The last redirection wins.

Your command would probably work as you intended it if you ran it with zsh, which allows multiple redirections to a single file descriptor when the MULTIOS option is set (it's on by default when not emulating another shell).

In the example you gave, there's really no point to 2 here-documents on stdin. If you want them to be concatenated into a single input, just go ahead and do that right there in the script. All you need to do is remove the first here-document delimiter and the matching redirection. I imagine you must have a more complicated use case in mind for a real application.

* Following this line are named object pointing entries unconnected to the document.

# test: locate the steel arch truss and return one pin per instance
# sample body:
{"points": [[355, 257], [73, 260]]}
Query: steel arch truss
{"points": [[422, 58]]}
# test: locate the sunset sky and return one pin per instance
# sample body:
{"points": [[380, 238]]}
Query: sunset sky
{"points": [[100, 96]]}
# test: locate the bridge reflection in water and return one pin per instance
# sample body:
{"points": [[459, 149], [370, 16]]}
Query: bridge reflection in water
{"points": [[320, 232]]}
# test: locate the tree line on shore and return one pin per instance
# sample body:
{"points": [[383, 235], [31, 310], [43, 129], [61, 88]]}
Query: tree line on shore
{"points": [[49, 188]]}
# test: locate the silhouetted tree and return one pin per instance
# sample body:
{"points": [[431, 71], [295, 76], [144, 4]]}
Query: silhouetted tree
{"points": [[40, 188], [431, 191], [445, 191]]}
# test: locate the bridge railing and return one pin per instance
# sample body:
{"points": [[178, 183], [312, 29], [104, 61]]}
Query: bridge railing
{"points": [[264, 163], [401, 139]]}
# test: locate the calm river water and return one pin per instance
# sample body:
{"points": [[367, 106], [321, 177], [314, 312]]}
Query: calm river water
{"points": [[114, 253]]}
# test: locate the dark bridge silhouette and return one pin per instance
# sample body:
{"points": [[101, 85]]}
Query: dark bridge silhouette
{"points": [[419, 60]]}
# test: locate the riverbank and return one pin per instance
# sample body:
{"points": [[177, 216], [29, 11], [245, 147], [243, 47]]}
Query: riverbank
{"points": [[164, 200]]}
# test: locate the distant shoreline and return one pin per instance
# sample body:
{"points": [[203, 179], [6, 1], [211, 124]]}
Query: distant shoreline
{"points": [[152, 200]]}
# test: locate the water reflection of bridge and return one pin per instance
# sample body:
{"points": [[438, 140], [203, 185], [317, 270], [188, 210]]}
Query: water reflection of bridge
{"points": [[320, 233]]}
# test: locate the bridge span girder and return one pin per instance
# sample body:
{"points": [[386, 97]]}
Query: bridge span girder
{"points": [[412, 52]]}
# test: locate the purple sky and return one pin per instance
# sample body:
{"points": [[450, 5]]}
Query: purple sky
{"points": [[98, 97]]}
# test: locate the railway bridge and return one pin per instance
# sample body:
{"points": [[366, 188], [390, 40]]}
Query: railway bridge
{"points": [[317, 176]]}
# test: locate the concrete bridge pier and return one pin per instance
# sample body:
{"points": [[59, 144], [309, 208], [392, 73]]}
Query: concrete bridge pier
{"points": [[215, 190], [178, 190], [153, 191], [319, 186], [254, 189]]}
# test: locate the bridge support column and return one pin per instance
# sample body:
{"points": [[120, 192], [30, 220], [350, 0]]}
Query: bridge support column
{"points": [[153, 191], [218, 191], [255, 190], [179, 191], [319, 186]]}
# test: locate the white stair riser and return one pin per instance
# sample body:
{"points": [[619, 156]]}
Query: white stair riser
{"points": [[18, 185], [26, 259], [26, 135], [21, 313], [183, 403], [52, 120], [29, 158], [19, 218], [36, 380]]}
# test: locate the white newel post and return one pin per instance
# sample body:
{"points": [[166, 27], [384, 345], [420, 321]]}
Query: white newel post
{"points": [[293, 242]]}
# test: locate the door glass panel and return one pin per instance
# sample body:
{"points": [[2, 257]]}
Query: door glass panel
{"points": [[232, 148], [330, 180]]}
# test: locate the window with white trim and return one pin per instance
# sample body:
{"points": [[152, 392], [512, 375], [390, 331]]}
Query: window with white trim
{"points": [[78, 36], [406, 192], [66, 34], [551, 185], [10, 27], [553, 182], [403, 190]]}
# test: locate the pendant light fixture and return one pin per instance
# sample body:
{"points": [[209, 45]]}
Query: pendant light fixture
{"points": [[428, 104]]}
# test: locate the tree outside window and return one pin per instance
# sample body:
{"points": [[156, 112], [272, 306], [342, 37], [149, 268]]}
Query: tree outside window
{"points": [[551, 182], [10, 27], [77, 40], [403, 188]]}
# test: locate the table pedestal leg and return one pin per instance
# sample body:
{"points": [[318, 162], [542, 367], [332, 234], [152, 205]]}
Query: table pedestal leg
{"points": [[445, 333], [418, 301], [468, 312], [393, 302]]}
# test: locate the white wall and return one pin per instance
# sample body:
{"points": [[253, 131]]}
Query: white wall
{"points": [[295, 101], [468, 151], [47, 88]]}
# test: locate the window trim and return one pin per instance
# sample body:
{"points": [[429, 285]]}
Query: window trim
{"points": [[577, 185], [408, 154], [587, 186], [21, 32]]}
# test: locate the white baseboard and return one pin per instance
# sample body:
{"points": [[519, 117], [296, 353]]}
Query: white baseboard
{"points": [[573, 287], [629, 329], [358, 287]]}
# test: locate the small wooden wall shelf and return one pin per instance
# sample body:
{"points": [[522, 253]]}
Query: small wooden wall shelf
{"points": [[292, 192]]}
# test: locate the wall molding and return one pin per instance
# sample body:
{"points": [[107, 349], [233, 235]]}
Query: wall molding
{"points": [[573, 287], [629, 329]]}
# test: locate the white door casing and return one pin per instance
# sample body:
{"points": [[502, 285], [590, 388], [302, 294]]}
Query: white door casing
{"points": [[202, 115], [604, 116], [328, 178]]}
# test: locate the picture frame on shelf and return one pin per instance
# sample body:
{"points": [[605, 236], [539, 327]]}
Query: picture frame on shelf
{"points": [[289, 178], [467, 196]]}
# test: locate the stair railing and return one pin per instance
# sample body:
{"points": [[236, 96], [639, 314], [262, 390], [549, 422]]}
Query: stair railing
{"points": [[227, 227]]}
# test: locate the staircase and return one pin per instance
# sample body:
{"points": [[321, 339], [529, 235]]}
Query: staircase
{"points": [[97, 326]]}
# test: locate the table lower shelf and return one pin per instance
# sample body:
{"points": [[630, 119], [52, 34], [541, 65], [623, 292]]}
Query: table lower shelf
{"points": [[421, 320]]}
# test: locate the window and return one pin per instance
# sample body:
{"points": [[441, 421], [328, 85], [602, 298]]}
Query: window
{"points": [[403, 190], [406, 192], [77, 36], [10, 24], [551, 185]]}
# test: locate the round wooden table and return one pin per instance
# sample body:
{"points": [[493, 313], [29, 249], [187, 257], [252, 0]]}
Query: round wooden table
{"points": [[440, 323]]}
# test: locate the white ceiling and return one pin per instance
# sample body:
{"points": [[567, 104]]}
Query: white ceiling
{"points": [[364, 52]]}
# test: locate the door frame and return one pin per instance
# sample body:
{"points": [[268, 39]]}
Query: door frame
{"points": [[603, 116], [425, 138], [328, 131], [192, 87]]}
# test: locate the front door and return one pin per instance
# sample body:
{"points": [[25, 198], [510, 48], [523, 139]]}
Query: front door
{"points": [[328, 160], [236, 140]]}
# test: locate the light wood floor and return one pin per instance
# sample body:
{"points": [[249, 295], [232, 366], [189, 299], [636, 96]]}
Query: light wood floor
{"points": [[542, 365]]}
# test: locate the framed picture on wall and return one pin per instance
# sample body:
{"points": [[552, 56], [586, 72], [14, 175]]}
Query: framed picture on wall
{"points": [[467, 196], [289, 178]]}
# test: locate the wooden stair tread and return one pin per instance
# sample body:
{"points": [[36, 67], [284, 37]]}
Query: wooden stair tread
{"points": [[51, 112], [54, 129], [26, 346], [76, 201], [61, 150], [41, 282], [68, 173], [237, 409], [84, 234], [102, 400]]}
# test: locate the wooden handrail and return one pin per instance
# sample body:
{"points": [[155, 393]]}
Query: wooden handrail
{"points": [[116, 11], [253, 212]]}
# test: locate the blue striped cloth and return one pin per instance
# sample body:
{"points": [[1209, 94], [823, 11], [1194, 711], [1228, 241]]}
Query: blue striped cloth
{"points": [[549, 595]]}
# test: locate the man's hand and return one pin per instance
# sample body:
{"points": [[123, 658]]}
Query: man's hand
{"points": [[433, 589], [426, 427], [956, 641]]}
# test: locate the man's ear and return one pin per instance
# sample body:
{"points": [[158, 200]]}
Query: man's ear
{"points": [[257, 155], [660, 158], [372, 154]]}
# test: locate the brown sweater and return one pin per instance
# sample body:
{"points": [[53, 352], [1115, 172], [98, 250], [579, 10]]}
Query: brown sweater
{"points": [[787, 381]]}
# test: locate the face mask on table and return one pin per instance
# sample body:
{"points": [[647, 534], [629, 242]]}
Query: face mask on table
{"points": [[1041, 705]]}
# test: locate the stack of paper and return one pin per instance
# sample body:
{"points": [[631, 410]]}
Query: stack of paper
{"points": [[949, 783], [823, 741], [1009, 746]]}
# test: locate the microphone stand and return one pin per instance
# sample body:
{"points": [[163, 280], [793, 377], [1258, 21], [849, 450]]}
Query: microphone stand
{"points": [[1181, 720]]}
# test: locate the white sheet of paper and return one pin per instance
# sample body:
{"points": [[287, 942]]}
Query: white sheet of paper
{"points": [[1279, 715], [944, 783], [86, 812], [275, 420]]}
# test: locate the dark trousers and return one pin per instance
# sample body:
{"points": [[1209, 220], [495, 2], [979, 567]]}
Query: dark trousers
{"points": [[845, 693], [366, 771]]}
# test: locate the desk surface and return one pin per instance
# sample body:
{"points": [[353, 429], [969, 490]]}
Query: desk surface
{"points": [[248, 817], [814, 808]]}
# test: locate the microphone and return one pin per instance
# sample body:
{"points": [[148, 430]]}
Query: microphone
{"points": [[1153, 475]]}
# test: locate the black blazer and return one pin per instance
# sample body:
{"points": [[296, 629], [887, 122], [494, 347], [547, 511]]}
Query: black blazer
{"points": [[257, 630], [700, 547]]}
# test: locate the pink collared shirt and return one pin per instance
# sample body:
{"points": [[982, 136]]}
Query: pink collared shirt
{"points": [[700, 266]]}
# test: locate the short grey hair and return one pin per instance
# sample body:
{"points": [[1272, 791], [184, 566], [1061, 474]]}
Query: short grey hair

For the record, here's an example of multiple here-documents in a single command:

cat /dev/fd/3 /dev/fd/0 <<STDIN_END 3<<OTHER_END
this is first
STDIN_END
this is second
OTHER_END

It will print the second thing first because I put /dev/fd/3 first in cat's arguments, the reverse of the order in which the here-document redirections appear. (If the OTHER_END came before the STDIN_END, it wouldn't be recognized as a here-document terminator because that here-document hasn't started yet.)

I suspect that the answer you linked to in the other question was posted by a zsh user who didn't realize that it didn't work in other shells. I've left a comment there about it.